One of the more intriguing industry questions is how the transition to pad drilling impacts cycle time. It appears the initial savings involve the reduction of move time on each additional well. Previously, mobilization efforts could take up to seven days, or more, when transiting a rig from a single well location to the next single well location — worse when weather failed to cooperate. To date, those savings in move time have not only reduced truck traffic — some rig moves involved more than 40 truckloads — but also added to the number of wells each rig could complete in a year.

Reducing mobilization also reduces well costs. It may cost the same to drill a pad well as it does a single site well, but mobilization costs via elimination of trucking appear to provide an estimated 10% to 15% reduction in well costs.

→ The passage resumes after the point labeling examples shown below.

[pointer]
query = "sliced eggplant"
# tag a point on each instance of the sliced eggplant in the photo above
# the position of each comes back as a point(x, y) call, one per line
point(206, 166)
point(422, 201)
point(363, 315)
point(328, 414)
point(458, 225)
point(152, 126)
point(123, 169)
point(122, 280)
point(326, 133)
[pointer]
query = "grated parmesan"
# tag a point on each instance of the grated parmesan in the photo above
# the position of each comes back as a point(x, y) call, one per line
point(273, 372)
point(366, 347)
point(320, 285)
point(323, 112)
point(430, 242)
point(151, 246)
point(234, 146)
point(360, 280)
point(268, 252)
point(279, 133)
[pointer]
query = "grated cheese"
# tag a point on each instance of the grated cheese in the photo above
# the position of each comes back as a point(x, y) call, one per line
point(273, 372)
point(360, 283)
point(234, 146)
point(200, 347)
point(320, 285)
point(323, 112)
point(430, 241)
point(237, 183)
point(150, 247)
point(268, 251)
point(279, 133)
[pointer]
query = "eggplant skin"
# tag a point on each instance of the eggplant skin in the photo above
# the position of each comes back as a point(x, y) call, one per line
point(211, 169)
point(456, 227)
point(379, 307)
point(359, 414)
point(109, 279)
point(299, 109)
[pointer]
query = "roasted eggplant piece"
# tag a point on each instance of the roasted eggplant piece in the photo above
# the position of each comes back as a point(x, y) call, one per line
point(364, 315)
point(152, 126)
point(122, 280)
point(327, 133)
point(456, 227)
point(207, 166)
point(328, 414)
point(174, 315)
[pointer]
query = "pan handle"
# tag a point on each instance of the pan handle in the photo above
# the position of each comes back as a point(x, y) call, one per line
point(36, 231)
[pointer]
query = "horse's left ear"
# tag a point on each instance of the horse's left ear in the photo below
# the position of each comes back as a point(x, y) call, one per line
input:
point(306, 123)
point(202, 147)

One added advantage from the transition to pad drilling is that operators can move to batch completions, enabling the use of zipper fracs or other well stimulation techniques that appear to create a beneficial interaction between multiple well bores, creating greater reservoir “rubbleization” and increasing estimated ultimate recoveries (EURs). The latter is a qualitative impression among operators and not definitively quantified in the industry at this time in terms of actual production recovery versus standard completions.

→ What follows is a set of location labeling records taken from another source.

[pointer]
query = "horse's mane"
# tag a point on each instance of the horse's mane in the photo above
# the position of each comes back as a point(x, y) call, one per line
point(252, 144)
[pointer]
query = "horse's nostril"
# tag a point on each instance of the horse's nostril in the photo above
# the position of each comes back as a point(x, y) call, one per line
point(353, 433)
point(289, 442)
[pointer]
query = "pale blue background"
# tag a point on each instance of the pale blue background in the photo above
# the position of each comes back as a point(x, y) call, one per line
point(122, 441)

The move to batch stimulation also reduces cycle time on the completion end, resulting in additional incremental cycle compression over and above pad drilling. Metrics for determining the impact of pad drilling include a mixture of rig count and well count. According to well count data released by Baker Hughes Inc., wells per rig in the Bakken grew from 2.46 on average in the first quarter 2012 to 3.25 for the second quarter 2013. At an average four wells per pad, operators were generating the equivalent of one more pad of completions at the midpoint of 2013, on an annualized run rate, than they were 18 months earlier.

Of note, the number of Williston Basin wells per quarter reached 609, according to Baker Hughes, exceeding the 603 drilled in third quarter 2012. Significantly, that output came despite a drop from an average 210 rigs working in the third quarter 2012 to just 187 in second quarter 2012. In other words, fewer active rigs were sustaining the same well count, implying an efficiency gain of 13% per rig in less than a year as operators embarked on the transition to pad drilling.

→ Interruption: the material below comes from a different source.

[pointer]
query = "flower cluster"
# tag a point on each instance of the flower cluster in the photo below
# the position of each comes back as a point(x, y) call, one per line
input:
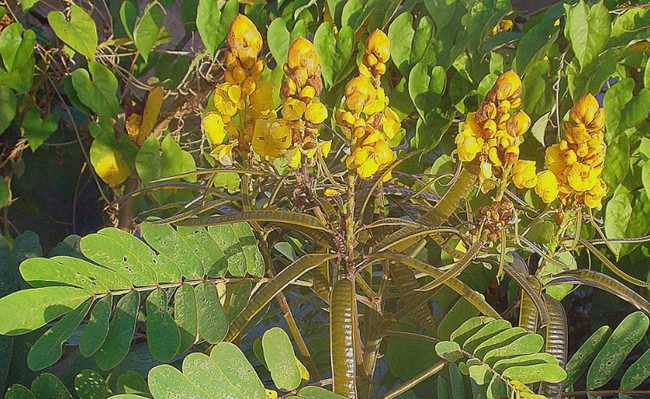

Despite the transition to fewer rigs, production continues to rise in the Bakken, topping 810,129 barrels of oil per day in May 2013, according to the Department of Mineral Resources at the North Dakota Industrial Commission (NDIC). The new high represented a 2.1% gain in monthly production on a sequential basis.

Further gains are likely, though they may be back-end loaded in 2013 as weather-inspired delays on moving heavy equipment resulted in an increase of wells waiting on completion to 500 as of mid-July. That number is up from roughly 350 as recently as the end of 2012. The expanded backlog of uncompleted wells points to a bifurcation in the market. Operators have reduced drilling time to fewer than 22 days, when measured by spud time to total measured depth, according to the NDIC. Separately, a study of horizontal wells by the oil services team at RBC Capital Markets found drilling days for horizontal wells dropping from an average 34 for the first half of 2011 to 26 on average in the first have of 2013. However, record rainfalls in May increased the time it takes to move from rig release to initial production as load restrictions restricted the movement of well stimulation fleets. According to the NDIC, it now takes 92 days to move from total depth to initial production.

One characteristic of pad drilling is that it alters the way traditional production grows. On single well pads, production is added steadily as each new well is completed. On multi-well pads, multiple wells are drilled and completed first. then all the wells are turned to sales, creating lumpiness in the production stream.

As the Bakken dries out, the volume of record-setting monthly production will see additional step level gains in the second half of 2013.